时间仿若回到很多年前,他自知很多事情已然回不去,身居高位也是心高气傲,他将萧念梳养在身旁,不为别的,更多的是为了一口气,当他见到她的脸时,他仿佛有一种失而复得的感觉,明晰的脾性他如何不知,只一个岔眼,他便知再也回不去了,他们之间的关系再回不去了,他和她撕咬斗气,毫不相让,他恨,好几次服软的话他都咽在口里就差一个机会能说出来,却不料她那样性子的人岂会给他机会,于是,一步错步步错。
他以为同个性子,只差了些些亦不要紧,何况他爱的不就是明晰那般恣意的个性么,只这个个性他不是也是喜的么,便还是试一试罢。
而,若说他对萧念梳半点无情是不见得的,多少次他在明晰那儿碰了钉子,到萧念梳那处坐坐,看着那张相似的脸,差不多表现的脾性也算颇有安慰,至少她懂得服软,懂得何时适可而止不咄咄相逼,他自知回不去了,一时之气亦是想着,他难道真的非她不可了吗,即使是真的,也是要试一试才知的。

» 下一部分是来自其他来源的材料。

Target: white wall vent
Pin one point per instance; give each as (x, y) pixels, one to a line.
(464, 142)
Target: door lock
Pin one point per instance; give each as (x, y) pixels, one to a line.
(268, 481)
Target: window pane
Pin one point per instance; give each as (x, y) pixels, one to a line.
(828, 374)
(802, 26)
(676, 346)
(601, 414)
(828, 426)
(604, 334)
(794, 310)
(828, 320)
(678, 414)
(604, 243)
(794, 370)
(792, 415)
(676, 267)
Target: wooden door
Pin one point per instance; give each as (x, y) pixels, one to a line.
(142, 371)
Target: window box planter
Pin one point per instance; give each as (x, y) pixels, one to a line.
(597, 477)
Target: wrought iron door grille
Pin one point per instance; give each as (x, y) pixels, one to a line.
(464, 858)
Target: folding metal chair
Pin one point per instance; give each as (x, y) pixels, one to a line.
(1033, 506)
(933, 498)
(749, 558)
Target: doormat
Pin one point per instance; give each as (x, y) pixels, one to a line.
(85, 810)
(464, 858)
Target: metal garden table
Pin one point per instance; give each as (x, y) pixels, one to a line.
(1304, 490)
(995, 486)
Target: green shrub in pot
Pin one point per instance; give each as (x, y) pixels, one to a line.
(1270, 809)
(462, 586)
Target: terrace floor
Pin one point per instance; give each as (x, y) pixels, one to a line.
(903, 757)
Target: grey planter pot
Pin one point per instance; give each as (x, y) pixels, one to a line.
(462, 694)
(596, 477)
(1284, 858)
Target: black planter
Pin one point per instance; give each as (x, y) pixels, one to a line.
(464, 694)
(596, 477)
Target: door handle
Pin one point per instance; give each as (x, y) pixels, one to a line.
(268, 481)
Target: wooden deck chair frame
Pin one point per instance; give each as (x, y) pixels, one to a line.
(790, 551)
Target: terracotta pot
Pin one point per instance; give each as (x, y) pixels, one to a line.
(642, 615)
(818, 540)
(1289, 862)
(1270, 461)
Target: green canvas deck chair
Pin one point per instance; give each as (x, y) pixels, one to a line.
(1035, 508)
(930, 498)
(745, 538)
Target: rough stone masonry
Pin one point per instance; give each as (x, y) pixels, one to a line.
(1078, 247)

但,就算是承认对萧念梳尚有一丝感情在,他皆没有碰过她,若说方萱是一颗他想要替明晰挡在他人面前的妻子,若哪日时局变迁,他能保明晰和盛儿周全尚有牺牲品在,那么萧念梳便是替他自己挡在对明晰示弱前执拗着留存骄傲的棋子,后来他一直留着她,无非是想自欺欺人地证明,既然每次当我想同你服软你都不允我,那便罢了,我也是这个脾性,我倒也要试试,是不是真的非你不可……
千回百转,皆不过是人的气性在作怪。但这些个错待已然是难以逾越的鸿沟,累积在了一起赫然成了一条疤痕,鲜血直流过后结了疤存在那儿,不减不灭。
不是不讽刺的,很多道理要试了才知,他见她为了只猫一下杀了萧念梳,他心底里不是不悲凉的,他这才幡然醒悟,他到底做了什么,将她逼到这般田地,甚至为了他,她未置一次,为了个畜生,她竟可以勃然动怒,到最后,谁也不是她的信仰,他不是,而是一只猫,何其可悲,何其痛心疾首。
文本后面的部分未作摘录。